Une angoisse sécuritaire persiste
Lorsque Denis Sassou-Nguesso s’invite, virtuellement, à la table du Conseil de paix et de sécurité de l’Union africaine, c’est pour rappeler un constat têtu : quatorze ans après la chute de Mouammar Kadhafi, la Libye demeure un champ de tensions chroniques. Dans une allocution concise, le chef de l’État congolais s’est déclaré « vivement préoccupé » par la recrudescence d’affrontements armés, citant les combats de mai à Tripoli entre la 44ᵉ brigade d’infanterie et les Forces de soutien à la stabilité. Pour Brazzaville, cette flambée rappelle qu’aucun cessez-le-feu ne saurait se substituer à un règlement politique enraciné.
Une charte annoncée comme pivot
Point d’orgue de la diplomatie congolaise, la Charte de réconciliation inter-libyenne, dont la signature est projetée pour le 14 février 2025 à Addis-Abeba, se veut l’outil fédérateur d’une société fracturée. Conçue par le Comité de haut niveau qu’il préside, Denis Sassou-Nguesso la décrit comme « une avancée majeure » susceptible d’articuler amnistie partielle, garanties institutionnelles et feuille de route électorale. Dans les couloirs de l’Union africaine, certains diplomates saluent un texte « adapté au contexte tribal et régional », tout en reconnaissant les écueils : la multiplicité des chefs de milice, l’ingérence d’États tiers et l’économie de rente pétrolière restent autant de variables difficiles à conjuguer (International Crisis Group).
Tripoli, baromètre de la tension
La capitale libyenne concentre les paradoxes. Depuis la fragile accalmie de l’automne 2020, Tripoli vit au rythme d’alliances militaires mouvantes. Le président de la Commission de l’UA, Mohamed Ali Youssouf, a dénoncé, lors de la même réunion, « les actions irresponsables » de groupes armés qui instrumentalisent le vide institutionnel. L’enjeu, rappelle Sassou-Nguesso, dépasse la seule sécurité urbaine : la route côtière, relais des exportations pétrolières, et les centres de détention de migrants demeurent sous contrôle d’entités parfois concurrentes. Or, tant que les canaux économiques alimenteront les caisses privées des factions, « la paix civile restera un mirage », glisse un chercheur de l’Université de Benghazi, joint par ACI.
Le rôle attendu des partenaires internationaux
En saluant « l’engagement constant » de l’Union africaine, le président du Conseil présidentiel libyen, Mohamed El Menfi, a exhorté la communauté internationale à « renforcer son soutien ». Une formule qui renvoie à l’éternelle dialectique entre souveraineté libyenne et assistance extérieure. Paris, Rome, Ankara ou Moscou déploient déjà, à degrés divers, influence politique et appui sécuritaire.
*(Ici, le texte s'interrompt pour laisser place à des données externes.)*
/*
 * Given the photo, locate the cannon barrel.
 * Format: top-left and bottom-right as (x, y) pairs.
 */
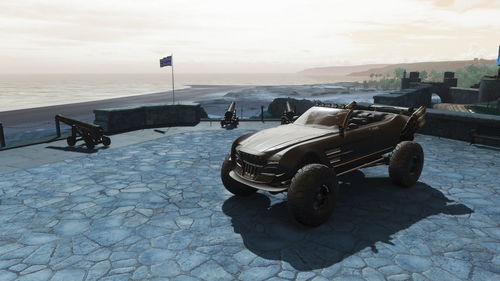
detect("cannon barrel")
(285, 101), (293, 112)
(56, 114), (102, 132)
Pour Brazzaville, l’urgence est de transformer ces présences parfois concurrentes en soutien convergent, en cohérence avec la résolution 2570 du Conseil de sécurité de l’ONU, qui appelle à des élections nationales inclusives. Dans les couloirs du siège de l’UA, la perspective d’un mandat onusien élargi, couplé à la charte africaine, est évoquée pour « aligner les volontés ». Sassou-Nguesso mise sur une complémentarité plutôt que sur une rivalité d’agendas.
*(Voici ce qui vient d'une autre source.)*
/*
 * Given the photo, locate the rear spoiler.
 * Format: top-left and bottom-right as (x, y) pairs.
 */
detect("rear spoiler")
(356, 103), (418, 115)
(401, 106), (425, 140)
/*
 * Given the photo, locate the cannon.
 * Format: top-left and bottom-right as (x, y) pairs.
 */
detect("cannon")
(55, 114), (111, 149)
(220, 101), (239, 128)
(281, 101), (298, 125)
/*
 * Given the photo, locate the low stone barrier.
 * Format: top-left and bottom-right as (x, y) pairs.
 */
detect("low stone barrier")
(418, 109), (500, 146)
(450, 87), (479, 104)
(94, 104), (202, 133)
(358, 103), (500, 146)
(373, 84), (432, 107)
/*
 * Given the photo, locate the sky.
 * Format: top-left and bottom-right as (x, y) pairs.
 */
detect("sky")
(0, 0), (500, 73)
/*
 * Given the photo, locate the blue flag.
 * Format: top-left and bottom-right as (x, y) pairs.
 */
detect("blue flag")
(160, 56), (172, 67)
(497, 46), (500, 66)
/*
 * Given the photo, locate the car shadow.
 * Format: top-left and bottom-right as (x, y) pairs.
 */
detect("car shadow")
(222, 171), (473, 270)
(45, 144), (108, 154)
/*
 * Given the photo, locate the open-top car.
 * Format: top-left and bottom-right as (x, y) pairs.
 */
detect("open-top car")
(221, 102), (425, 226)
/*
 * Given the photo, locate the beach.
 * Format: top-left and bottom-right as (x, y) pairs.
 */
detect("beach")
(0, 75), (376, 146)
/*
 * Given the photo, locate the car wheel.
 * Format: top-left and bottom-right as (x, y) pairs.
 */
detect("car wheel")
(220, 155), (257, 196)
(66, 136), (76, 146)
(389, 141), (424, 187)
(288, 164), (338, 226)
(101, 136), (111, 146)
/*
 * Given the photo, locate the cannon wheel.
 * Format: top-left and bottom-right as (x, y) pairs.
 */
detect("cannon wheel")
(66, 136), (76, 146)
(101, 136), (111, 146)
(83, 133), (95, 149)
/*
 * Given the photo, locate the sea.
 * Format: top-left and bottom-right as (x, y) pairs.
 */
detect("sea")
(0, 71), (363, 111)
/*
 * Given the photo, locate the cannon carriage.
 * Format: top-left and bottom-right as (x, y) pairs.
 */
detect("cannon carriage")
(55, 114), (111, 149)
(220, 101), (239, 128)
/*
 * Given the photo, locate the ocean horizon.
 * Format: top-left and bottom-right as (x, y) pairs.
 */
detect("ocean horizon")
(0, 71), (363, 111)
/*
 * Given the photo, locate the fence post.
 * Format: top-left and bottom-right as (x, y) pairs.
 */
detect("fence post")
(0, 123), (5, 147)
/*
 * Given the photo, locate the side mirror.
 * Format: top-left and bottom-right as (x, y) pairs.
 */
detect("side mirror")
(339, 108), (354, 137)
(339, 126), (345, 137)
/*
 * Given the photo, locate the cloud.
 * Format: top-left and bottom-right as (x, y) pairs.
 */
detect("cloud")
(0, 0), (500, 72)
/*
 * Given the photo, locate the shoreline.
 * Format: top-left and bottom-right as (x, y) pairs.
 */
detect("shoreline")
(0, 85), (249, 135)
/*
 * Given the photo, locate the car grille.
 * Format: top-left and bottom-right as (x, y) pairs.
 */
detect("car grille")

Brasília diplomatique de Brazzaville
Au-delà du dossier libyen, la posture de Denis Sassou-Nguesso illustre la volonté du Congo de s’ériger en médiateur continental. Le chef de l’État, qui avait déjà présidé en 2016 le Comité de haut niveau sur la Centrafrique, entend capitaliser sur cette expérience pour conforter le multilatéralisme africain. « La solidarité panafricaine n’est pas un slogan, c’est une architecture à construire », a-t-il déclaré, tirant les leçons des hésitations passées de l’UA face aux crises soudanaise ou malienne. L’opinion publique congolaise, sensible au rayonnement régional du pays, voit dans cet activisme une source de prestige diplomatique, tandis que les analystes louent une stratégie d’influence soft power, fondée sur la concertation plutôt que la coercition.
Reste que la réussite de la charte inter-libyenne dépendra, comme le souligne un fonctionnaire de la Commission, de la capacité des parties à « s’approprier le texte ». Entre leadership africain et appropriation locale, Sassou-Nguesso navigue sur une ligne de crête : rappeler l’indispensable autonomisation des Libyens tout en fournissant l’expertise et la garantie de bonne foi nécessaires. À mesure que l’échéance de février 2025 approchera, les capitales observeront si cette diplomatie pondérée parvient à transcender les clivages internes et les rivalités internationales. Pour l’heure, l’alerte est lancée ; reste à savoir si elle sera entendue.